There is no such thing as a silver bullet balancing for Amino Acids in calf milk replacer
Amino acids are certainly the buzz word in ruminant nutrition, and rightly so. Nevertheless, will AA supplementation change the world of calf milk replacers too?
There are two overarching themes in research and ongoing farm trials:
- We are scratching the surface.
- A silver bullet does not exist.
Will Amino Acid supplementation change the world of calf milk replacers too?
In principle, ruminants have a requirement for amino acids rather than crude protein. Can calf milk replacer be supplemented with amino acids to improve growth rates, reduce crude protein levels, and/or reduce total feed costs?
The first complication in milk replacer is finding the amino acid requirement of young calves. Milk phase calves are neither monogastric nor fully functioning ruminants. A model does not currently exist which will accurately predict the AA requirement of pre-weaned calves.
Several studies have tried to establish AA requirements based on growth rates. Drackley et al., 2006 state the base to formulate CMR is whole milk- being ideal for calves, adequate AA profile and a high biological value. Hill et al., 2008 state for daily feeding of 17g of lysine and 5.4g of methionine for calves under the age of five weeks, has been proven to be adequate to supply AA requirements and assure adequate growth rates.
Dairy proteins (whey and skim) are biologically high in essential amino acids. The ability of any milk replacer to provide adequate amounts and profile of essential amino acids for growth depends on the individual protein amino acids profile, the milk replacer processing, and protein digestibility. It is worth bearing in mind high temperatures during drying processing may negatively affect quality.
As this topic is further researched and explored, there is possibly an opportunity to lower CP levels of high-quality powders and supplement AA.
However, there is a danger of producing cheaper powders with poorly digestible proteins that are supplemented with AA. Consideration still needs to be given to digestibility, abomasal emptying and rumen development when choosing raw materials.
The silver bullet does not exist
Many practices will change the face of calf rearing on your farm. Good colostrum management. A vaccination programme for in-calf cows and calves. A comprehensive hygiene protocol amongst others.
What these all have in common is that they are fundamental system practises, not a singular product change. A balanced calf milk replacer, a nutritionally sound starter feed or an electrolyte correcting for acidosis have all been discussed within this focus on calves. These changes will go a long way to fine-tuning and improving calf rearing. However, these, and many other changes will do little without the basics being correct.

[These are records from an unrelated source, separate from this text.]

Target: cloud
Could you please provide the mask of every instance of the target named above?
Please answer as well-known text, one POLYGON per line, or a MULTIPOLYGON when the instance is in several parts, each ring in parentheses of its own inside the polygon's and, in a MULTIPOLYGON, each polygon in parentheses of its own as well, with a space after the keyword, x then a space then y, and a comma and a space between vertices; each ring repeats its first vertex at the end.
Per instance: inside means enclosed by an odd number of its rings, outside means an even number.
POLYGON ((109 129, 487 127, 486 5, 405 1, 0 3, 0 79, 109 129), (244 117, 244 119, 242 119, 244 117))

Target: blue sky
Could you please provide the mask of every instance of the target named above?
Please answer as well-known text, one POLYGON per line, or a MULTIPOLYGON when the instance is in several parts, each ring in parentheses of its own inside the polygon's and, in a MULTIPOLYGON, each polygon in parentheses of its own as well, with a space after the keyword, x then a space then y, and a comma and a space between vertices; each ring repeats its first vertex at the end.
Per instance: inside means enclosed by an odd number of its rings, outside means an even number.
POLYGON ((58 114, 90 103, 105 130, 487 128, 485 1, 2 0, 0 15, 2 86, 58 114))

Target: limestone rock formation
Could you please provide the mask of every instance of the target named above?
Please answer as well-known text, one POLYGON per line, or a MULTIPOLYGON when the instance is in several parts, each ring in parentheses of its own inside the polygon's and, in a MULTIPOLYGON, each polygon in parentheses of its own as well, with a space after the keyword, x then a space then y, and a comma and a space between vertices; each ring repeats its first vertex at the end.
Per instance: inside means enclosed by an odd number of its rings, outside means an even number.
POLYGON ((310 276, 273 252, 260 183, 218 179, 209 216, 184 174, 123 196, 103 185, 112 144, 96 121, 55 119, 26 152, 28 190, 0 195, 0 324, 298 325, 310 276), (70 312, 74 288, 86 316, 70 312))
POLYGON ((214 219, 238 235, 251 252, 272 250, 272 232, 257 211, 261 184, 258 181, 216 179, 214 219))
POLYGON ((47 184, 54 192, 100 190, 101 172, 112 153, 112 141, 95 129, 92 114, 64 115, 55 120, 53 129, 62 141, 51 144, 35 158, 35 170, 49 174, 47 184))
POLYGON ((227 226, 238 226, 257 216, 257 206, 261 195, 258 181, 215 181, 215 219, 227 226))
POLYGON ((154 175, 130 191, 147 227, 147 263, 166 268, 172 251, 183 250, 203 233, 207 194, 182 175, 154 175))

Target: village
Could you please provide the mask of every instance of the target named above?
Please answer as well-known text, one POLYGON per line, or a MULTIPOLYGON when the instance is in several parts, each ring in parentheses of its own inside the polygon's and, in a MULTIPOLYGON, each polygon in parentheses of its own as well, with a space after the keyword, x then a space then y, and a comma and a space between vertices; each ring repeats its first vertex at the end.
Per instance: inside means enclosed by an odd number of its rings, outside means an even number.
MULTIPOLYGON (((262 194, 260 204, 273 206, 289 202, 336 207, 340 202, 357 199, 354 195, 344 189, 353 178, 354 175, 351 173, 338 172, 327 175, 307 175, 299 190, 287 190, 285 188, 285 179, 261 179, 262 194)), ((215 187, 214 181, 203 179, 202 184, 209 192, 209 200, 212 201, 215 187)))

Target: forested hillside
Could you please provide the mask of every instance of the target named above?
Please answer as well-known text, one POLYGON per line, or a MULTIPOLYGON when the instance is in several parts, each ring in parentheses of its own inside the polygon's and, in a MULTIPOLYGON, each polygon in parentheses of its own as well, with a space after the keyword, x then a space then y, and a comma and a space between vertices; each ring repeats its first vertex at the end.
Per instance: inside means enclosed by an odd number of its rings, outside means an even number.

At the minute, research around amino acids in milk replacer is promising, so watch this space.
Nonetheless, if someone calls to your farm claiming methionine, lysine or threonine will change your life and does not take a whole system approach…walk away.
A well balanced, high dairy protein content milk replacer should be the first nutritional parameter.
Are AA supplemented, high veg protein, cheap milk replaces in fact, a step in the wrong direction?